MORELIA, México (AP) — Por un golpe de suerte, Guillermo Valencia, candidato a una alcaldía del occidente de México, decidió a último momento irse con un amigo a ver en la televisión la pelea de box de su compatriota Saúl ‘Canelo’ Álvarez y gracias a eso se libró de la balacera que sufrió su equipo en una expresión más de la violencia que golpea el proceso electoral mexicano que ha cobrado la vida de 34 políticos.

Tras el ataque a su camioneta, que recibió 37 impactos de bala y dejó a su guardaespaldas y su secretaria heridos, Valencia —candidato por el opositor Partido Revolucionario Institucional (PRI) a la alcaldía de Morelia, capital del estado occidental de Michoacán— decidió cambiar su rutina de vida y ahora se traslada en un vehículo blindado y utiliza chaleco antibalas para ir a actos públicos.

El caso de Valencia se suma a más de cuatrocientos ataques y amenazas contra candidatos que se han reportado desde septiembre pasado hasta la fecha, según registros de la consultora privada en comunicación y gestión de riesgo Etellekt Consultores, lo que ha convertido la elección intermedia del 6 de junio en una de las más violentas de la historia reciente de México, superada por la votación de 2018. cuando se reportó más de un centenar de homicidios de políticos.

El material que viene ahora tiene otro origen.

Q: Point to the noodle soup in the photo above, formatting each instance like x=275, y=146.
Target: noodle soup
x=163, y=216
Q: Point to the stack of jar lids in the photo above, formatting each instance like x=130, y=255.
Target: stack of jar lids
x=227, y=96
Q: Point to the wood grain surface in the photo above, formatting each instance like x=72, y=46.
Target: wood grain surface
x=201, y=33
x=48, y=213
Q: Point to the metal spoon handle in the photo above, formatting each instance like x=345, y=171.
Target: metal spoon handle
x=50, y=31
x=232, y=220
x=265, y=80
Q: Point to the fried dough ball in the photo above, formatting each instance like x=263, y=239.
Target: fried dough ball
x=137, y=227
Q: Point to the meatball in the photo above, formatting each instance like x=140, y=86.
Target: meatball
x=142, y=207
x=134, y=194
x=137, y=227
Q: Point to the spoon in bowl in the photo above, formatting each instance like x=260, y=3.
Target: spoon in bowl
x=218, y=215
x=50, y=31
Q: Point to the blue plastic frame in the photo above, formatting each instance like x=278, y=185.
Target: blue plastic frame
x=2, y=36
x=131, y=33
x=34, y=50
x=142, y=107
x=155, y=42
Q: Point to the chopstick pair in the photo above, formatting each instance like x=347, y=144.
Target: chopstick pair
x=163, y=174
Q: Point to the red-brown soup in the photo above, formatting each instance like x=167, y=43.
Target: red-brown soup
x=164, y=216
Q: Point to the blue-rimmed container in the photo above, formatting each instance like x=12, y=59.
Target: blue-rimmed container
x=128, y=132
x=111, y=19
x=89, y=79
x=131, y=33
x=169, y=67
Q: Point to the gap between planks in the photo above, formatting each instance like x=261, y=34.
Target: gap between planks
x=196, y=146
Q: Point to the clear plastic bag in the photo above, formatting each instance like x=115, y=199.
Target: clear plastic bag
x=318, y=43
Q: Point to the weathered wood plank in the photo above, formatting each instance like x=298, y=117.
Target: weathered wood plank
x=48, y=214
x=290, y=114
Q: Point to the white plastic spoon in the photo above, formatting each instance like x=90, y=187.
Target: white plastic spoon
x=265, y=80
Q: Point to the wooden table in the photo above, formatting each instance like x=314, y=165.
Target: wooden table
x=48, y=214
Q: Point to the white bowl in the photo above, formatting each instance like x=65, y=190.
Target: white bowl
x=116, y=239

Los comicios de junio, los más grandes de la historia de México y en los que participan más de 150.000 candidatos, serán cruciales para el mandatario Andrés Manuel López Obrador en su plan para asegurarse el control del Congreso en los tres años que le restan de mandato. En la consulta se votará para renovar los 500 puestos de la Cámara de Diputados, 15 de los 32 gobernadores, 1.063 diputaciones estatales y 1.926 ayuntamientos.

La multiplicación de los ataques y amenazas han llevado al menos a 18 aspirantes y candidatos a salir de la carrera electoral e incluso algunos a cambiar de residencia para evitar correr con la suerte del exprocurador Abel Murrieta, candidato a la alcaldía norteña de Cajeme, estado de Sonora, o de Alma Barragán, candidata a la alcaldía de la ciudad central de Moroleón, estado de Guanajuato, quienes murieron a tiros este mes durante actos de campaña.

La creciente violencia ha desatado una ola de críticas de las principales fuerzas opositoras y organizaciones locales contra el plan que arrancó en marzo López Obrador para proteger a los candidatos. Algunos analistas advierten que la situación de violencia podría alentar la abstención, el control de los grupos delictivos sobre las decisiones de los candidatos y que lleguen al poder políticos ligados a actividades ilícitas.

No obstante, el mandatario mexicano ha defendido sus políticas asegurando que permanentemente se da atención a los candidatos y se actúa para castigar a los responsables, aunque admitió, a raíz del asesinato de Murrieta, que “puede ser que sea responsable pero no culpable”.